Leah, you have asked some very good and sensitive questions. I want to try to answer at least a couple of them tonight, and more on Friday.
You ask about our many moves, and if I would now prefer to have “figured it all out” sooner and saved myself some time and energy. I know it is hard to believe it could take twenty years, but we were actually going as fast as we could!
It was more than that, of course. I realize now that through all those moves I was working something out inwardly. Or perhaps I should say we were working something in outwardly. Really it was both.
Our moves served two purposes so closely bound together they were only distinguishable in retrospect. For my husband they served to work toward a wholeness of meaning. His was an outward search, where he worked that meaning into himself until at last he came to embody it.
For me those moves served the purpose of working through inner distress, an inner search for a feeling I could not forget and I could not find. It was a working things out of me inwardly, until I reached the emptiness I remembered, the “white room” I left home looking for more than thirty years ago.
Our many moves and homes certainly permitted us to work through a world of trials and errors. We evolved together, my husband, our room, and I. We began over and over again together. Moving our entire life so often had many practical disadvantages, but one advantage it had was that it permitted us to start completely afresh many times. We were forever rethinking the whole of things back to the beginning.
That is I think what Sherry and Julie and Dewey are doing now, thinking things back to the beginning. It is an outer and an inner movement. I don't know how else to do it. And, for us at least, I don't think we could have come at it more abruptly and remained whole. We had to untangle a thousand knots, and tie up a thousand loose ends, to put the beginning back together again.
You would like to know what kind of a relationship it is that exists without ordinary internal conflict in such a small space. And Bri, you very reasonably ask if I somehow surrendered my identity to my marriage—if my husband and I are not still different people?

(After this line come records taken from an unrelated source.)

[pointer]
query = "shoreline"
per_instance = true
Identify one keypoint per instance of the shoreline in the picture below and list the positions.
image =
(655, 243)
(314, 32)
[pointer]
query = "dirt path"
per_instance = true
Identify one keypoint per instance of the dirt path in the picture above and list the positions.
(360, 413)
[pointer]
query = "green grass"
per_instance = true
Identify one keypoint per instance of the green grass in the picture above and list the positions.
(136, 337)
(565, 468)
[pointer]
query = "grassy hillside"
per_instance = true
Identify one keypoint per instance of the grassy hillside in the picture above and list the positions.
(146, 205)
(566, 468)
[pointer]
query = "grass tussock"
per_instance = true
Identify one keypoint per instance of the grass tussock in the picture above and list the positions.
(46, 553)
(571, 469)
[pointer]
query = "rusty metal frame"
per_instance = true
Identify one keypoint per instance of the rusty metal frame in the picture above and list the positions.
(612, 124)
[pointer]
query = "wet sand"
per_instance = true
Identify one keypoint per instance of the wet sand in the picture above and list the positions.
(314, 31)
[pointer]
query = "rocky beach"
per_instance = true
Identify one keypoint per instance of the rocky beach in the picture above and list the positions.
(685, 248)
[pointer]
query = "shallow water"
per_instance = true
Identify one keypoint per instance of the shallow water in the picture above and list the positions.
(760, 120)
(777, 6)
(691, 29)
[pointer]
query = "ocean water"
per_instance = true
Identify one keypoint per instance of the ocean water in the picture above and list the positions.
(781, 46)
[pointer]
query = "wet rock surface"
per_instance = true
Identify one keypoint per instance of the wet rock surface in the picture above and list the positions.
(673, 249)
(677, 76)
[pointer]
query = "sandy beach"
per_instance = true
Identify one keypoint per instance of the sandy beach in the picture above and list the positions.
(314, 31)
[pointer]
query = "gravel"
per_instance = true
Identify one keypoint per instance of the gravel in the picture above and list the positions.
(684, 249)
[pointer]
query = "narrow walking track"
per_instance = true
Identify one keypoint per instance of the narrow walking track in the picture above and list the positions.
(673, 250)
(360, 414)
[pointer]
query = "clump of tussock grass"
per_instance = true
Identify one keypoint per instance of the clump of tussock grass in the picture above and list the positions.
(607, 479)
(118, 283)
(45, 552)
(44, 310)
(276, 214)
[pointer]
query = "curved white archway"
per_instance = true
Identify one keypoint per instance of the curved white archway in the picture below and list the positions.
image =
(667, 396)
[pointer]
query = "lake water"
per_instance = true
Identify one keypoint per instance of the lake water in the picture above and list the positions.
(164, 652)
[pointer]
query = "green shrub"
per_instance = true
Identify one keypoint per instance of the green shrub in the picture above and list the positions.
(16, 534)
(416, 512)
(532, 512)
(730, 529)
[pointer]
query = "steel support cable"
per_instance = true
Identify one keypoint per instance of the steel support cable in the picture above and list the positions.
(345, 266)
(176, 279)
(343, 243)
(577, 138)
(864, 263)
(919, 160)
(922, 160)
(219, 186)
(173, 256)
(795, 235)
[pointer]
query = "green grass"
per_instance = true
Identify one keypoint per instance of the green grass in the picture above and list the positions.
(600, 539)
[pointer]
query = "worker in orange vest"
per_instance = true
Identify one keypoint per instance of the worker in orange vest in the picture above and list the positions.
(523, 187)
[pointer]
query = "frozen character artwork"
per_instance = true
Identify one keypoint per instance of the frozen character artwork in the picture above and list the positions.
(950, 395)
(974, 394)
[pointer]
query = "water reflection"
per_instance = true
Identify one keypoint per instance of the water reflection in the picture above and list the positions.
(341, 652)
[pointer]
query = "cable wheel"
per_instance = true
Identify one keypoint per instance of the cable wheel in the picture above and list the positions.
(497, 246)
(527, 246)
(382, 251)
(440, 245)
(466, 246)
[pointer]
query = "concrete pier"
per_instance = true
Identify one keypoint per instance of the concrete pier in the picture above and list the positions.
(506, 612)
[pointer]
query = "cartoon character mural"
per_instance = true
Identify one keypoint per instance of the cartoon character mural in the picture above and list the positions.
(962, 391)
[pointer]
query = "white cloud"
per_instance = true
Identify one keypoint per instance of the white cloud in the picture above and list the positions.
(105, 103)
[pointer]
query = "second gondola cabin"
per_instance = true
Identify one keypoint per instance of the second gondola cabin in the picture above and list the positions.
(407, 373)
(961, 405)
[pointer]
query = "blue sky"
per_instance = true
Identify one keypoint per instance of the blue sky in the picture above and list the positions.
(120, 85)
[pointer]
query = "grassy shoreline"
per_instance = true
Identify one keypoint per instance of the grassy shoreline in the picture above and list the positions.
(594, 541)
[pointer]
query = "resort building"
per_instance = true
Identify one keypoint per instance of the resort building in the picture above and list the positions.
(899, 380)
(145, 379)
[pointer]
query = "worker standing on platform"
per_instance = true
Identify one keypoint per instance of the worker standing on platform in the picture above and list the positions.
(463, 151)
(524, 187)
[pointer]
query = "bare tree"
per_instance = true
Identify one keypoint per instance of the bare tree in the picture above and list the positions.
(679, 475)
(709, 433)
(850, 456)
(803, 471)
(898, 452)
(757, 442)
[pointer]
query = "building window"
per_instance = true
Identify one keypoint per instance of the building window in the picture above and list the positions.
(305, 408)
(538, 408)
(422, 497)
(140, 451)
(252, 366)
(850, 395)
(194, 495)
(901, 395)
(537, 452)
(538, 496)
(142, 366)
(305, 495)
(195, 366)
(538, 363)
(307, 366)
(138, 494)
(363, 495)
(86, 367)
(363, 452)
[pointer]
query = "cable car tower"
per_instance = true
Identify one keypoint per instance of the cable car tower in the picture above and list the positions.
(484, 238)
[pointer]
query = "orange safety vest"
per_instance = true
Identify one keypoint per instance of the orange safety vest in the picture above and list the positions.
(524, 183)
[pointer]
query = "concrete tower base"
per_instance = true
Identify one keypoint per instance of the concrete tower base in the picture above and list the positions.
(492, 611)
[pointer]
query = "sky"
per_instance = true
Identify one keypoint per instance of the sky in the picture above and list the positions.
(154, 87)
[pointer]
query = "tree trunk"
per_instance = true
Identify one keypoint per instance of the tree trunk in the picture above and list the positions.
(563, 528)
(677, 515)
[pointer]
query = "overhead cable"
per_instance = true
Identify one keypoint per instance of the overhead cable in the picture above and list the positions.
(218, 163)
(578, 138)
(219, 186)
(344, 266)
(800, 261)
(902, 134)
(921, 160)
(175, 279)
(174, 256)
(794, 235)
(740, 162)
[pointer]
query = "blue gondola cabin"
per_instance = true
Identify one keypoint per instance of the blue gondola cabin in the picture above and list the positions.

Pam and Julie, you have each offered very generous and compelling explanations of this strange state of things. I cannot improve on what has been said already.
We have spoken of how Michael and I are really just one. Now you have me wondering with your explorations if it would not be more accurate still to speak of three of us as one—of my husband and me and Innermost House together.
Out in the separate world, my husband has a great deal of what you might call savoir faire. He always has a feeling for the center of things, so he is not thrown off balance by unexpected or even desperate situations. He carries a kind of moving stillness around with him.
I am the opposite. I am always off balance in the world. You never know what I'll say next. I never know either. That can make for some awkward situations when you have practical business to transact. So when it is necessary to negotiate a difficult practical situation, it is best that Michael deal with it alone.
Together at Innermost House it is different. Our relationship there is centered and intensified without complication. It is the complication of worldly life I find so disorienting, so incomprehensible. On the other hand, it is the undivided intensity of life at Innermost House that I most miss in the world.
In worldly ways my husband and I are not extraordinarily alike, we are extraordinarily different. It is just that the nature of the difference is somehow such that we make one person between us at Innermost House without any pieces left over. So you might say that the one person we two are between us is more the one existence we three are together. Oh dear!
But before you despair of my explanation having gone from bad to worse, let me try once more. That same one existence that we three are together has proved again and again capable of absorbing others into its oneness who enter into it in spirit.
So in a way it has nothing to do with me or us or anyone else as persons, and more to do with oneness. It is as if what you leave behind you at the door of Innermost House is your identity, your person-ality. That is the character of our marriage, and that is our way of receiving guests.
We three and our guests evolved together. There have been as many of us as there have been homes along the way. For each home was the Innermost House of that stage. With each one we left as much of our personal selves outside as we could, as much as the house made possible.
There are important questions remaining, especially concerning the inner character of the Conversation and about changes in the next Innermost House. Those I look forward to addressing soon.